J.D. Pas du tout : il était omnivore. Il mangeait aussi bien du poulet que du poisson. Et cela a du sens : François assume notre animalité en mangeant ce que notre nature réclame. Dans sa pensée, croire que l’homme a des devoirs spécifiques vis-à-vis des autres animaux, c’est de l’orgueil. C’est penser qu’il est supérieur, dans une forme de paternalisme. Ainsi, détruire inutilement des animaux, écraser un ver de terre quand on marche, est impossible. Mais l’humilité demande que nous assumions notre condition, qui est de manger de tout, comme le porc ! François ne parle pas de nature, mais de « création ». À la différence d’une vision horizontale d’une nature éternelle de type épicurien, il a une vision verticale d’un Dieu créateur qui insuffle la vie à toute la création. Et ce lien vertical à Dieu crée un lien horizontal de fraternité entre toutes les créatures. Car, si nous avons un seul Père, nous sommes tous frères et sœurs. Parler de « nature », le plus souvent, c’est mettre l’homme en position de supériorité par rapport à son milieu de vie. L’idée de création a quelque chose d’infiniment plus riche.

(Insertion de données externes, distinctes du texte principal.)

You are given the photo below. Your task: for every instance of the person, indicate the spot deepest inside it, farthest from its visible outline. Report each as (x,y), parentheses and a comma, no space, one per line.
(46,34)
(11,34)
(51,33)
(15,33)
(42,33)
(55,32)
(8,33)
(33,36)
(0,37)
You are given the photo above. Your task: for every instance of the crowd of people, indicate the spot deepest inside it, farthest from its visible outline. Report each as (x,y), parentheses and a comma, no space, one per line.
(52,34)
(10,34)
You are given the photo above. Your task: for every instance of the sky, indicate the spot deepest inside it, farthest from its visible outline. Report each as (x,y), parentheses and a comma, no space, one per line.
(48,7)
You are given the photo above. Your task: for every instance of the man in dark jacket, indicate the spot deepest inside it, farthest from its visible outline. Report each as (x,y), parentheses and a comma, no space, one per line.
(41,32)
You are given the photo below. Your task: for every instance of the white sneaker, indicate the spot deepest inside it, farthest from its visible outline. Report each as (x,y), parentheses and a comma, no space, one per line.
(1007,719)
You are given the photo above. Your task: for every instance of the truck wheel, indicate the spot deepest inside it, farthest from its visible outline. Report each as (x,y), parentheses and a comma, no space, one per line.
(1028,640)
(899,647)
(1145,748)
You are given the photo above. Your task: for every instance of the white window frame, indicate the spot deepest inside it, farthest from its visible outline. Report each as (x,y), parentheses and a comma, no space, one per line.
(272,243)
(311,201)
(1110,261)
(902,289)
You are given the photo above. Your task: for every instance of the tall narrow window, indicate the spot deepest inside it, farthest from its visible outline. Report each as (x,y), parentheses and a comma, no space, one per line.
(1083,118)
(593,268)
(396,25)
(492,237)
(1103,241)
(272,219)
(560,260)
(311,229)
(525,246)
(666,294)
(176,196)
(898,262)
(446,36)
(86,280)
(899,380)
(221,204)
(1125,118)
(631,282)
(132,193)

Qu’aurait-il à dire aux écologistes d’aujourd’hui ?
J.D. Il est allé très loin dans le refus de l’anthropocentrisme. François a conscience de son animalité : il fait partie du règne animal et il l’assume. Le plus fort de son message est de refuser le regard paternaliste sur le reste de la création. L’idée de domination est étrangère à François ; il doit y avoir un échange de services. Nous faisons partie du vivant et nous n’avons pas à nous en extraire. Nous devons nous y intégrer de façon harmonieuse.

 

JACQUES DALARUN est médiéviste, directeur de recherche au CNRS, membre de l’Institut de France. Spécialiste mondialement reconnu de François d’Assise.